2.6. Challenges for spatial data governance alternatives

Despite these efforts to establish clear spatial data governance mechanisms, there are still many areas where spatial data governance remains under-realized and underresearched. NMCAs as large and complex government institutions often have legal and organizational difficulties in providing timely decisions and responding to rapid socioeconomic and technological changes (Hämäläinen and Krigsholm 2022; Nedovićöć-Budić and Pinto 2000). Although NMCAs share some of the common key functions (data protection and accountability) with data Trusts, the organizational and structural data governance approach of NMCAs is typically incompatible with an open, decentralized, and bottom-up governance approach (Robinson et al. 2010). For example, on the longstanding critical issue of self-determination and governance of Indigenous spatial data, there remains limited confidence in NMCAs (Gupta, Blair, and Nicholas 2020; Rainie et al. 2019; Terri Janke and Company 2017; Sletto 2009). In an era of advocacy around open data, making Indigenous data findable, accessible, interoperable, and reusable (i.e. the FAIR principles introduced above, (Wilkinson et al. 2016)) can actively present concerns related to undermining self-determination and the protection of sensitive Indigenous knowledge. In response, the CARE principles (collective benefit, authority, responsibility, and ethics) were developed by the Global Indigenous Data Alliance (2019) to ground data governance in Indigenous worldviews and to ensure data is used for the benefit of Indigenous communities. Another instance of this is the Canadian First Nations governance framework, OCAPTM (ownership, control, access, and possession), which ensures individual and community ownership of information.

On the other hand, commercial companies (e.g. Google, Amazon, and Meta) must pursue their own independent and commercially-driven data governance solutions. This can often lead to siloing, inaccessibility, higher costs, fragmentation, and duplication of spatial data. Specifically, the commercially-driven spatial data governance approach is in contrast to the FAIR principles and OCAPTM governance framework mentioned above. Hence, commercial spatial data governance models tend to exacerbate spatial data sharing issues such as lack of accessibility, affordability, and availability of spatial data.
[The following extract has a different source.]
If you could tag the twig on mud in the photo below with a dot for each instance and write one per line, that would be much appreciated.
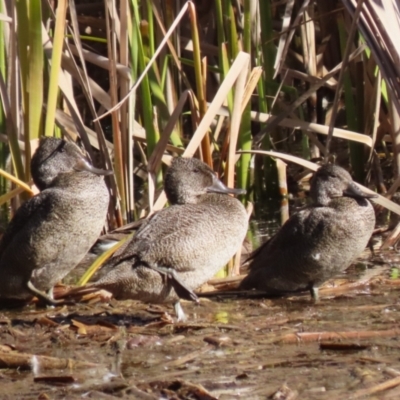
(391, 383)
(29, 361)
(293, 338)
There is also growing awareness of the wider challenges of ethical use of spatial data, especially sensitive personal location data. For example, the release of personal data about trips on Melbourne’s public transport system by Public Transport Victoria (PTV) to a 2018 Melbourne Datathon event raised serious concerns over location data privacy (Mary 2019). A group of researchers from the University of Melbourne were able to re-identify themselves by using released transportation data captured in 2018 (Culnane, Rubinstein, and Teague 2019). Using social network data (Twitter), researchers were able to re-identify co-travelers and even strangers’ identities. In March 2014, the New York City Taxi & Limousine Commission released 173 million individual taxi trip logs recorded by taxis’ GNSS, under a Freedom of Information (FOI) request. Using basic spatial analysis skills, the pseudonym identifiers for individual taxi drivers enable the reidentification of drivers’ income, demographics, work patterns, and even home addresses (Douriez et al. 2016). Further studies showed the potential to reidentify passenger behaviors and identities with only a small amount of auxiliary knowledge, such as celebrity gossip blogs used to identify a celebrity’s movements (Tockar 2014). Tracking and maintaining data subjects’ consent is frequently a further weakness in location privacy protection. British company Huq (https://huq.io/) recently reported in a privacy breach that users’ location information was collected without the appropriate user’s consent (Wakefield 2019).
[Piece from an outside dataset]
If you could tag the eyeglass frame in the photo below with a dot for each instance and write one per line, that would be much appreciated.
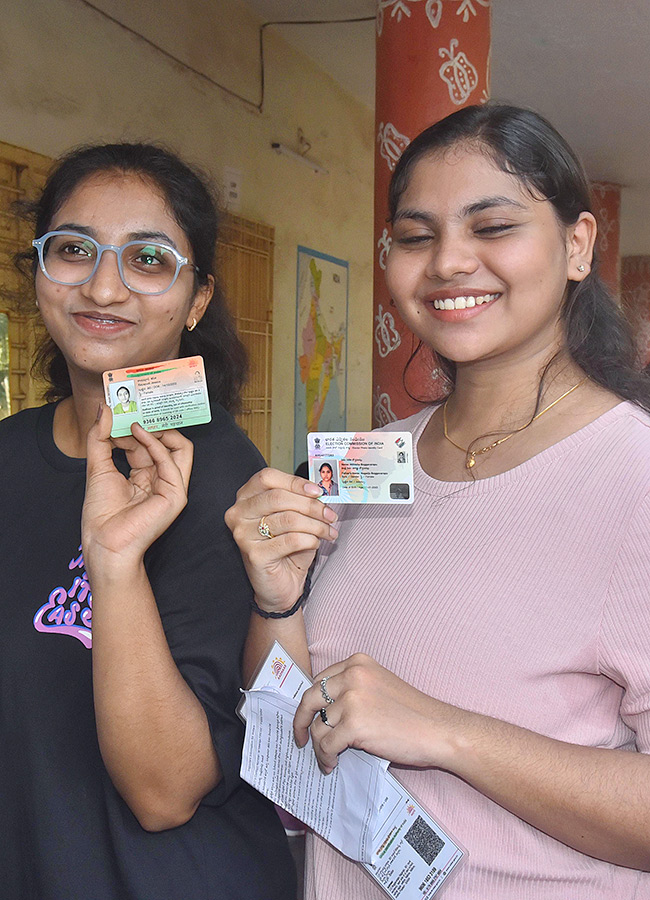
(39, 244)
Recent research has demonstrated how location data can be used to reveal sensitive personal attributes, such as race, income, and education Pandey and Caliskan (2021). Spatial data is widely used in decision and policy-making applications, and as a consequence, uncontrolled access and analysis of such data can open the possibility of targeting disadvantaged communities, leading to social discrimination and unfair treatment, for example, in access to shared resources, financial equity, or hiring decisions. Though there are mechanisms Hajian, Bonchi, and Castillo (2016) to protect data from biased algorithms and analyses in general, such mechanisms are not well suited to the structure and continuous nature of geographic space Shaham, Ghinita, and Shahabi (2022); He et al. (2022). The application of general purpose techniques for the protection of sensitive data from algorithmic bias may render spatial data unfit for use Riederer and Chaintreau (2017).
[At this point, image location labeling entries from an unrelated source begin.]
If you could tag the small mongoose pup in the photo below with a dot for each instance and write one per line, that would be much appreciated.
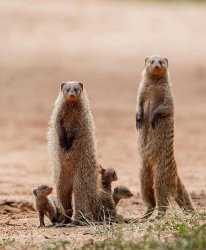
(121, 192)
(155, 125)
(72, 147)
(108, 176)
(46, 204)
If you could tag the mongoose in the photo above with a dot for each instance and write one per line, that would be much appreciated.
(72, 147)
(155, 124)
(46, 204)
(108, 176)
(121, 192)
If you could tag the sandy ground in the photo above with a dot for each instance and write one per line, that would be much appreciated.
(102, 44)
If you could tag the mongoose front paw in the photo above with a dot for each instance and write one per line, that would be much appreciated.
(138, 122)
(154, 120)
(63, 143)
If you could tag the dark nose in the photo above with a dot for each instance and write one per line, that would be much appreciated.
(156, 66)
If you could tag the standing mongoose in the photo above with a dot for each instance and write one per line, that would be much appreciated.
(72, 147)
(46, 204)
(155, 124)
(108, 176)
(121, 192)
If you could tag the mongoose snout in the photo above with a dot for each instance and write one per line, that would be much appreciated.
(42, 190)
(71, 91)
(156, 65)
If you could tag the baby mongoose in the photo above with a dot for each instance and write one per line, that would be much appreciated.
(72, 147)
(155, 124)
(46, 204)
(108, 176)
(121, 192)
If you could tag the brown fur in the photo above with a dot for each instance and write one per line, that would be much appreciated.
(75, 164)
(46, 204)
(155, 124)
(108, 176)
(121, 192)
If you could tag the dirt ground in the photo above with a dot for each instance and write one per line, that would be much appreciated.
(102, 44)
According to Huijboom and van den Broek (2011) and Johnson et al. (2017), the protection of sensitive data and individual privacy may also increase costs and create additional barriers to the accessibility and shareability of spatial data. In addition, poorly developed access mechanisms and insufficient data provenance information may be another critical barrier for increasing accessibility and sharing of data. For example, according to Sieber and Johnson (2015) and Robinson and Mather (2017), storing data in a freely accessible and open data repository may in isolation not increase the chances of use and sharing of spatial data.

In addition, some challenges related to sharing of spatial data generated by government organizations are related to the costs of open data provision (Johnson et al. 2017; Janssen, Charalabidis, and Zuiderwijk 2012). This includes the costs of data collection, publication, and sharing together with the implementation and maintenance of online data platforms. The data quality may also vary between different spatial data governance organizations, which provides further barriers to assessing and managing fitness for use of spatial data. Other costs and limitations associated with open and shareable spatial data include inappropriate data preparation and structure, and unequal and inconsistent provision of open data by different government and non-government organizations. These challenges have a negative impact on the success of spatial data sharing and SDI implementation (Nedovíc-Budíc and Pinto 2000; Harvey and Tulloch 2006; Janssen, Charalabidis, and Zuiderwijk 2012).

Ultimately, the true value of spatial data—both social and economic—can only be realized if the production, use, and management of spatial data are governed effectively. Such governance becomes even more critical in an era of artificial intelligence and machine learning, where big data algorithms can inadvertently present risks (e.g, by reinforcing biases, lack transparency, etc., Janssen and Kuk 2016). Hence, this paper focuses on spatial data Trusts as an emerging and alternative approach to spatial data governance that complements and extends the significant literature on the governance of spatial data introduced above. The following section reviews some of the successfully developed data Trusts today, including some pilot data Trusts.

3. Data trust initiatives

In recent years, new data Trust initiatives have begun to emerge across different domains and industry sectors. This section reviews some of the key established and successfully developed data Trusts, together with emerging initiatives and pilot projects, as the basis for our analysis of data Trusts for the spatial domain.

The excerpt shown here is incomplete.